Watch out for add-ons that a dealership or subprime lender makes conditional on the loan like extended warranties, after market services or even insurance. Subprime loan lending contracts are often stuffed with such items.
Your best bet for a low interest rate loan is a bank or a credit union. Credit unions are especially good for those with credit that sits on the edge of a good credit rating, the loan requirements are often less stringent than a bank for a very affordable rate. If you already have a relationship established with a bank, they may be more apt to give you financing if your credit falls just shy of the mark.
Also, make sure that the loan terms are final when you drive away from a dealership if you get financing at the dealer.
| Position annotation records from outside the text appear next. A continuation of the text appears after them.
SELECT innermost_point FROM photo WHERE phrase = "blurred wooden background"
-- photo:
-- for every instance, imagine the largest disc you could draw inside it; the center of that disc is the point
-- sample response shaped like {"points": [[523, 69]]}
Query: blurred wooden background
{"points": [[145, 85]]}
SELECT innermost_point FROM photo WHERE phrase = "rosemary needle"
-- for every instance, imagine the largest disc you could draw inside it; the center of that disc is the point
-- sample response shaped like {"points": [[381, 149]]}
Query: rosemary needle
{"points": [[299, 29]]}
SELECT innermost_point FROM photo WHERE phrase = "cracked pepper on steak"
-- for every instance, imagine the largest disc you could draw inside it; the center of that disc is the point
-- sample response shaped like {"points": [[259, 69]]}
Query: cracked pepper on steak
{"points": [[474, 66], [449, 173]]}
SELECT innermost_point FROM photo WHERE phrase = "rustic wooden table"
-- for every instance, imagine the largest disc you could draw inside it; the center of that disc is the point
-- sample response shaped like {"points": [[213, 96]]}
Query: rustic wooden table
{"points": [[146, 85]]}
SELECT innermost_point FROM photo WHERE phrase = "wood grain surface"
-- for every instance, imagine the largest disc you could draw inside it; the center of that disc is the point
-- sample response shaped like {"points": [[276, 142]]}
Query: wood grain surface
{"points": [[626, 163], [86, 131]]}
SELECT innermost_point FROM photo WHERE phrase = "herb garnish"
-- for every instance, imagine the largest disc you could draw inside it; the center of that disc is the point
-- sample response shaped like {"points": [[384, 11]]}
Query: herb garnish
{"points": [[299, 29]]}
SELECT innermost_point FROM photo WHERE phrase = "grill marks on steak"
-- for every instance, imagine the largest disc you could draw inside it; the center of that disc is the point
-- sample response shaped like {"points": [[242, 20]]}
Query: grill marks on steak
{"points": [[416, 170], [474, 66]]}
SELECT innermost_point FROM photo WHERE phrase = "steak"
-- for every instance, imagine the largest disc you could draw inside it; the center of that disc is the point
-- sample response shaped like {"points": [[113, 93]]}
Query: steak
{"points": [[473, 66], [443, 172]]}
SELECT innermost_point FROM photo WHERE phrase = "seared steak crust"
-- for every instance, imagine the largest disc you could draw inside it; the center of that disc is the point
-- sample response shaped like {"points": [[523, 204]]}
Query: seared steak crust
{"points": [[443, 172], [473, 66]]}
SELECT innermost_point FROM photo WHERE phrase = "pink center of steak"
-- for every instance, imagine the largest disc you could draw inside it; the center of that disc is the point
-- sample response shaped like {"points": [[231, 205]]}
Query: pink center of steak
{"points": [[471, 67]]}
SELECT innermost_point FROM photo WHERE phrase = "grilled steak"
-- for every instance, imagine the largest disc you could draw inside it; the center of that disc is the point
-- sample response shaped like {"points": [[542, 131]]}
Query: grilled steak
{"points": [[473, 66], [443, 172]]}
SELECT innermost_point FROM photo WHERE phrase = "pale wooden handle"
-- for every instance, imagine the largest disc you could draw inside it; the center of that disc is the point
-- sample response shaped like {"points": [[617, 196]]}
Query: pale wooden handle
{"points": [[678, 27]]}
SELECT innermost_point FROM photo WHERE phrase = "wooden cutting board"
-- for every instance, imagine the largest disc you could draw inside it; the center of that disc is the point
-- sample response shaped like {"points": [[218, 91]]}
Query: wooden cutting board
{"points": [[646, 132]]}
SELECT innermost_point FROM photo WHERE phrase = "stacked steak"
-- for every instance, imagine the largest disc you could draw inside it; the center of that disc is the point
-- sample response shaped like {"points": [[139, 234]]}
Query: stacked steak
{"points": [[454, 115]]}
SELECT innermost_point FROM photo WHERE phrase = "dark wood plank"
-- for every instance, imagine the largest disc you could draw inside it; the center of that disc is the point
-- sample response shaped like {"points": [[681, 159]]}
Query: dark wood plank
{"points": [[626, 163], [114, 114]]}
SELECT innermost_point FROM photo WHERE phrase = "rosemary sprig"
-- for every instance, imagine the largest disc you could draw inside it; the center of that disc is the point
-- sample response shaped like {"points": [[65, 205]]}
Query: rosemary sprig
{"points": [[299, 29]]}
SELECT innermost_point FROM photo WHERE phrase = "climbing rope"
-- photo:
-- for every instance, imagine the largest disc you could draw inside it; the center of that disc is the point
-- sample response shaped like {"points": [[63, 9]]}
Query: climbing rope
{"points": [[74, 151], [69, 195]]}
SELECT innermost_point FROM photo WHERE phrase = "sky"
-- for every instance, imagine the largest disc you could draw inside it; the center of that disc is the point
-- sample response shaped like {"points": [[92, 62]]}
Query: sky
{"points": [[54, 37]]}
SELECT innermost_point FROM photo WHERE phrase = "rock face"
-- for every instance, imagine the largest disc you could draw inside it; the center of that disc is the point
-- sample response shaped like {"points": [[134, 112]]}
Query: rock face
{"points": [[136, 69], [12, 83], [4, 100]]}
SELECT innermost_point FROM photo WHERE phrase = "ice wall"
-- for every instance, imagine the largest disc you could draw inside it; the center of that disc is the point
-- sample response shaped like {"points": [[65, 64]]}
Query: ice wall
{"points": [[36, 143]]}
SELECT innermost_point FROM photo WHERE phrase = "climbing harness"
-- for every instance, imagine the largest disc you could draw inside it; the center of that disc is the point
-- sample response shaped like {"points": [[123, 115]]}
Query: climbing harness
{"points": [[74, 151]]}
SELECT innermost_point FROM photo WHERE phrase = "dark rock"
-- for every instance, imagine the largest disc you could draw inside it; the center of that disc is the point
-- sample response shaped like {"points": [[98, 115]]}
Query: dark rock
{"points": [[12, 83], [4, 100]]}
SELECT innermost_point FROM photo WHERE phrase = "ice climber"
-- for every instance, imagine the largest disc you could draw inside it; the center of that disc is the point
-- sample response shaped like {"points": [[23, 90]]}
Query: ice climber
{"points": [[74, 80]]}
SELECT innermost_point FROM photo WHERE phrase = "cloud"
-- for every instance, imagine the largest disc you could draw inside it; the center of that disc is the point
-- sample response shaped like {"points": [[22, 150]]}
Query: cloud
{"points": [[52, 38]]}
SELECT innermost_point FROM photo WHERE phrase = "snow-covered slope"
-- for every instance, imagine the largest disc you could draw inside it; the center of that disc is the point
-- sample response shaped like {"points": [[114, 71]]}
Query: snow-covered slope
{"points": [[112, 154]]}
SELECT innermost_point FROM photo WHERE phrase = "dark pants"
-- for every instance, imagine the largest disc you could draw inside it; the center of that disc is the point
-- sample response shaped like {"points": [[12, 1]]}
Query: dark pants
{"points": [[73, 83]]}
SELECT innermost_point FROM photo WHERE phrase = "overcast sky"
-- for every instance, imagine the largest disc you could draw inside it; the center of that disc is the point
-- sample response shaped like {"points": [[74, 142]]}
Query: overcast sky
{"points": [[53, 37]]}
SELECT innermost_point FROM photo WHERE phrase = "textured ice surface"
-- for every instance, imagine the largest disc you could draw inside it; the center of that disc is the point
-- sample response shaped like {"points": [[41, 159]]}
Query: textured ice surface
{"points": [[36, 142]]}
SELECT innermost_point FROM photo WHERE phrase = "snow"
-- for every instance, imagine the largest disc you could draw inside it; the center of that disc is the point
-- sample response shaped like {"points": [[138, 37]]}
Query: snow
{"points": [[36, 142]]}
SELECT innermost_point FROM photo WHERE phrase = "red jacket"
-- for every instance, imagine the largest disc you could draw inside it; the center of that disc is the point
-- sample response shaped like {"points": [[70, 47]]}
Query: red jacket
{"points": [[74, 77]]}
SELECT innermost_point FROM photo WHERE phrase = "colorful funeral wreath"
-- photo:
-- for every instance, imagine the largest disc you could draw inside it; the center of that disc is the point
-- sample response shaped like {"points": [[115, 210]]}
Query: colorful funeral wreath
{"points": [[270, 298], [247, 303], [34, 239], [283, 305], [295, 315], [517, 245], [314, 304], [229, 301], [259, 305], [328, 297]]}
Some buyers are told days or weeks later that their monthly payment or required down payment has been increased, or the financing is not complete and they must accept a higher interest rate. Victims of this kind of scam pay an average of 5 percentage points higher on their loan rates.
In general, and regardless of credit, leases are not a good idea unless you are the type of person who will always have a car payment (you finance your car purchases) and want a new vehicle every 2-3 years. Leases are often hard to get if you have bad credit, even if you do a lease takeover. Your best financial bet is to buy a car, hang on to it for a number of years and save up money for a newer car after your car is paid off. Financing a car purchase is a profit center for dealerships, and they may not have the best rates. Always shop around so you know if the dealership is competitive. If not, arrange for other financing.